Pemuda Papua Dukung Otsus Jilid II di Provinsi Papua dan Provinsi Papua Barat

Husnie, otonominews.co.id
Senin, 17 Agustus 2020 | 17:56 WIB


Pemuda Papua Dukung Otsus Jilid II di Provinsi Papua dan Provinsi Papua Barat
Ali Albert Kabiay dan Mison Tabuni

JAYAPURA, (otonominews) -- Ketua Pemuda Mandala Trikora Provinsi Papua, Ali Albert Kabiay mengatakan bahwa mendukung sepenuhnya Otonomi Khusus Jilid II di Tanah Papua.

"Otonomi khusus Jilid I yang telah berjalan dari 2001 hingga saat ini, harus dievaluasi semua program yang telah dilakukan oleh Pemerintah Provinsi Papua, Kabupaten dan Kota," ujar Ali Albert Kabiay, Minggu (16/08/2020).

Menurutnya, semua ini dilakukan untuk kepentingan dan kesejahteraan masyarakat di Papua, khususnya masyarakat asli Papua. Adapun beberapa kelompok-kelompok yang bertentangan dengan Negara, menolak dan membuat pernyataan bahwa Otsus telah gagal.

"Mengeluarkan isu-isu yang tidak sesuai dengan jalan roda pemerintahan, saya mengimbau segera menghentikan isu-isu tersebut," ucapnya.

Dia menegaskan, karena Dana Otsus telah dirasakan oleh kelompok-kelompok ataupun elite-elite yang secara tidak langsung juga mendorong dan menolak Otonomi Khusus itu sendiri. Yang akan dievaluasi dan diaudit.

"Hal ini harus diperhatikan oleh Pemerintah, kami sebagai anak asli Papua mendukung sepenuhnya Otonomi Khusus Jilid II yang akan diterapkan di Provinsi Papua dan Papua Barat," pungkasnya. 

Hal senada dikatakan Tokoh Pemuda Puncak Ilaga, Mison Tabuni. Dirinya mendukung sepenuhnya Otsus Jilid II di Provinsi Papua dan Provinsi Papua Barat. 

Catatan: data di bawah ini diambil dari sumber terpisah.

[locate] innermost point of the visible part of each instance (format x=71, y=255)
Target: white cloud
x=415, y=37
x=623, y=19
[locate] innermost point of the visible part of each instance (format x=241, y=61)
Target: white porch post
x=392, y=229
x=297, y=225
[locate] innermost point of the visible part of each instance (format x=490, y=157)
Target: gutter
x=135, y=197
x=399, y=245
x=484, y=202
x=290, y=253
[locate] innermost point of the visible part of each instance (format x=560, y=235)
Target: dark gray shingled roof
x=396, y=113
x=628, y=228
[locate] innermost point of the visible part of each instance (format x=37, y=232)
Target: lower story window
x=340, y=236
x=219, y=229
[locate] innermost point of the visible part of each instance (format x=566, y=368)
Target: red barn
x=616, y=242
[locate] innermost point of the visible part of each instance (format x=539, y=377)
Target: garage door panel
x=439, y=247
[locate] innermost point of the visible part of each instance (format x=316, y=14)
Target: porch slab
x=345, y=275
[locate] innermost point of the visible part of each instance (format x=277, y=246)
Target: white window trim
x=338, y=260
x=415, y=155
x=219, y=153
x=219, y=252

Menurutnya, dengan adanya dinamika menjelang Otsus berakhir saya mendukung perpanjangan Otsus Jilid II di Tanah Papua, untuk meningkatkan Sumber Daya Manusia di Provinsi Papua.

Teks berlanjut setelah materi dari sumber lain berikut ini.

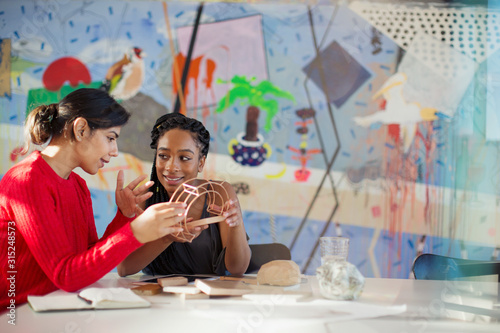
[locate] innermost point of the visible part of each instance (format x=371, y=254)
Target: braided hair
x=165, y=123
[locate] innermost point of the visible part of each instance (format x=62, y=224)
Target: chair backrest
x=264, y=253
x=435, y=267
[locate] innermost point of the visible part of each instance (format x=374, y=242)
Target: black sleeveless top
x=204, y=255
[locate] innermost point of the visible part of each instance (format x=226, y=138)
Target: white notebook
x=90, y=298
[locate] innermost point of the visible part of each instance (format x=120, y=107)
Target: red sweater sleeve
x=56, y=221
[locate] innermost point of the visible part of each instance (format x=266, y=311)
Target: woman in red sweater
x=48, y=238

"Sehingga nantinya generasi muda Papua menjadi generasi Emas di masa yang akan datang. Kami mendukung perpanjangan dan pelaksanaan Otsus Jilid II di Papua, namun dengan pelaksanaan kegiatan yang jelas dan transparan serta diiringi pengawasan yang ketat," kata Mison Tabuni.

Untuk itu dia mengimbau, kepada masyarakat agar tidak terpengaruh dengan isu-isu yang menolak program pemerintah yaitu Otsus Jilid II. "Mari kita bersama sama mendukung program pemerintah dalam melanjutkan Otonomi Khusus Jilid II," ucapnya.

Karena saat ini, terangnya, Otonomi Khusus di Provinsi Papua dan Papua Barat masih sangat diperlukan untuk pembangunan di Papua pada bindang Pendidikan, Kesehatan, Infrastruktur, ekonomi Kerakyatan bagi orang asli Papua.